El anuncio terminó con un pitido tremendamente agudo e intenso, que finalizó de forma abrupta tras unos segundos creciendo en intensidad.
Daniel lloraba, no sabía qué le pasaba a ese señor. Le daba miedo porque había dicho que se había muerto, y él no quería morirse. Su madre lo cogió en brazos, y escuchaba que le decía algo al revisor.
El señor revisor se fué y Daniel se fijó que por la ventana el metro cruzaba una estación sin detenerse. Su madre lo balanceaba arriba y abajo para que dejase de llorar. Quería irse a casa ya, no le gustaba el metro. No le gustaba que la gente se muriera, y no le gustaba el señor de la carpeta ni le gustaba el olor tan malo que había. Y tenía frío.
Daniel vió la estación pasar, y cuando las luces de la estación quedaban ya algo lejos, vió que toda la estación se desplazaba hacia arriba muy rápidamente. Toda la luz de la estación que dejaban atrás desapareció en apenas un segundo, la vió ascendiendo por el cristal de la ventana hasta perderse en el techo.
- ¡Mamá! ¡La estación!
- Calla, Daniel, no llores. Pronto estaremos en casa.
- ¡Mamá! ¡Se ha ido la estación!
- Daniel, tranquilo. Intenta dormir.
Daniel intentaba decirle a su madre lo que había visto, pero no escuchaba. Daniel siguió llorando.
Martín se estaba impacientando. El inútil del revisor vino y se fué sin hacer nada. Ni siquiera oyó lo que dijo entre el traqueteo del metro y el niño llorando. Cómo odiaba los niños. Menos mal que la zorra de su ex nunca quiso tener uno.

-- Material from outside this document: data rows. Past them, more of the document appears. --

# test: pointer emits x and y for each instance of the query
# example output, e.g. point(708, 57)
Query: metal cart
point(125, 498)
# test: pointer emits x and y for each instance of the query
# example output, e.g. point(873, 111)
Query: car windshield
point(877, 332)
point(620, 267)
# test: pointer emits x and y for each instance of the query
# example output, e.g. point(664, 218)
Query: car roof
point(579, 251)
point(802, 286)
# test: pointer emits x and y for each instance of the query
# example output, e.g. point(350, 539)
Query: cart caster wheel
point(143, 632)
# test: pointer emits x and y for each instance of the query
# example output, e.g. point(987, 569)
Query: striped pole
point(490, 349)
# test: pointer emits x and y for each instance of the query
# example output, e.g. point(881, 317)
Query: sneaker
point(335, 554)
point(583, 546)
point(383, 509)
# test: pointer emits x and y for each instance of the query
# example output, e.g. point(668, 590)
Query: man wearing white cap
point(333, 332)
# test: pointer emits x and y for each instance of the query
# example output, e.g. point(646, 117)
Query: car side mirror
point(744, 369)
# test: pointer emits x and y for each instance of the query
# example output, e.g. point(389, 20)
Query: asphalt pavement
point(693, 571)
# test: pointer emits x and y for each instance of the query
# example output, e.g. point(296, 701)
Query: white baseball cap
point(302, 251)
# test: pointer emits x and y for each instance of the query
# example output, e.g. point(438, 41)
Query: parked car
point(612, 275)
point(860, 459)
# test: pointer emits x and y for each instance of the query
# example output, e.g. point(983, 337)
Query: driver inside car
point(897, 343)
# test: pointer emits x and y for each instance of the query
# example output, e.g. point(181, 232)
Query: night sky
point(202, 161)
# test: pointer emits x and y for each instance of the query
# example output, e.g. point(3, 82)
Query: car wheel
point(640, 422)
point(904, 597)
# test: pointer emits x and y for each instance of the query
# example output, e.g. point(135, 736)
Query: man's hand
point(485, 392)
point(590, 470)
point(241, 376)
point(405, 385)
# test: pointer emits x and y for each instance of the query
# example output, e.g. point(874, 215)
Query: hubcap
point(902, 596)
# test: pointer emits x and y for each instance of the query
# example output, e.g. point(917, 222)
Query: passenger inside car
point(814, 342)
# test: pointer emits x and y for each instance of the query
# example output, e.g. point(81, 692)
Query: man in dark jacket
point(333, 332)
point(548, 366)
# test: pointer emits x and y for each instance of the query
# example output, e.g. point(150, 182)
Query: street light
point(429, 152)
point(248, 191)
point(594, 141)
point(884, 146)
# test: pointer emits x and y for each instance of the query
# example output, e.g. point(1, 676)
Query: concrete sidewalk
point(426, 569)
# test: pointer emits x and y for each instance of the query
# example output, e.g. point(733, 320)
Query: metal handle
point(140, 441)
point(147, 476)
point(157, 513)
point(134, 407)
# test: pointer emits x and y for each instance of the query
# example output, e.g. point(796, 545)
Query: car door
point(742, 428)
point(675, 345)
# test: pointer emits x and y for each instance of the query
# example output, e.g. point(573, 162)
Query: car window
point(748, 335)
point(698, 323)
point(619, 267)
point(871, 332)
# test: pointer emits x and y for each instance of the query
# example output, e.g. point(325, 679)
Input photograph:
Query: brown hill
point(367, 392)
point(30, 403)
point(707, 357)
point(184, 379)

Martín miró la pantalla del metro a ver cuánto faltaba ya para la estación. Pero lo único que vió fué la pantalla cambiando de colores con algunos de los pequeños leds que se apagaban de vez en cuando de forma aleatoria.
¿Por qué estaba tardando tanto? Miró su móvil. Marcaba la misma hora que cuando se subió al metro. No podía ser. Apagó y encendió la pantalla varias veces, lo desbloqueó también una y otra vez, pero la hora no cambiaba.

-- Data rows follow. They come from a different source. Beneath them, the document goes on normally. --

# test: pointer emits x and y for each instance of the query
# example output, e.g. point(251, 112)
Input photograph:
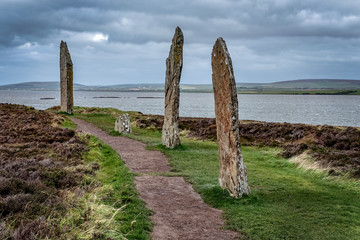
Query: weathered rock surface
point(170, 130)
point(123, 124)
point(66, 79)
point(233, 174)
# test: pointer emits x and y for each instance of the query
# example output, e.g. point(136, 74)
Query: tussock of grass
point(287, 202)
point(112, 209)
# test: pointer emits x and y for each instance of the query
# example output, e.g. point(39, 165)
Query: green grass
point(286, 202)
point(112, 210)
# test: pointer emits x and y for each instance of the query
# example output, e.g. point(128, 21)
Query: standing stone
point(122, 124)
point(233, 175)
point(66, 79)
point(170, 130)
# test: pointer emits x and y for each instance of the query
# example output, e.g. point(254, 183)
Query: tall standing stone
point(66, 79)
point(233, 174)
point(170, 130)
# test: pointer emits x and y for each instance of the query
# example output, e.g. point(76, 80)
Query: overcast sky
point(127, 41)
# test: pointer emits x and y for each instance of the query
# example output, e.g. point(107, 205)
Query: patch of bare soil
point(336, 148)
point(179, 212)
point(36, 159)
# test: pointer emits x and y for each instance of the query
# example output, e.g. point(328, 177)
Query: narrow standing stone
point(233, 175)
point(170, 130)
point(123, 124)
point(66, 79)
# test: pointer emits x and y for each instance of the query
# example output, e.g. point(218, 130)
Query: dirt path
point(179, 212)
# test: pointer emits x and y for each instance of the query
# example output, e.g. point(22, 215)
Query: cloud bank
point(114, 42)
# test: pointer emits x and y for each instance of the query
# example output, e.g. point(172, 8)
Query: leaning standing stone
point(170, 130)
point(66, 79)
point(122, 124)
point(233, 175)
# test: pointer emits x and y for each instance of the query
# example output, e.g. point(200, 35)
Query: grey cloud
point(279, 39)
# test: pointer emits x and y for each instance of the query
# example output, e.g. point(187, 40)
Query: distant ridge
point(300, 86)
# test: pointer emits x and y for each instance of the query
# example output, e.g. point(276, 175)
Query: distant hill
point(302, 86)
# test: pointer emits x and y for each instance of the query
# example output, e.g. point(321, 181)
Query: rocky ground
point(39, 164)
point(334, 148)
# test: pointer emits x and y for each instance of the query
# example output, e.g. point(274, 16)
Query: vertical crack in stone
point(233, 175)
point(170, 130)
point(66, 79)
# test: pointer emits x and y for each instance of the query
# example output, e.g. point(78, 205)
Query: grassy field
point(112, 210)
point(286, 202)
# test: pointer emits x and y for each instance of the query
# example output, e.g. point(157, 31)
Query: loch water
point(339, 110)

Ya se le había roto el puto móvil. Otros 400 pavos para cambiarlo. Igual era el reloj interno o alguna mierda así. Tampoco tenía cobertura pero en este tramo eso era normal. Miró por la ventana pero solo veía oscuridad. Y no sabía quién era el imbécil que había puesto tan fuerte el aire acondicionado, porque se estaba helando.
A ver si llegaba ya el metro y acababa de una vez por todas con el maldito divorcio.
Ainhoa estaba helada. No sabía si de la ansiedad o del frío, pero no paraba de tiritar. El cabrón que le había vomitado encima seguía en el suelo, probablemente muerto. Aunque ni así había soltado el maletín.
¿Por qué hace tanto frío aquí?
La vieja le respondió.
- Ponen los aires muy fuertes. Yo siempre se los digo pero los ponen muy fuertes. Luego se resfrían. Porque abusan.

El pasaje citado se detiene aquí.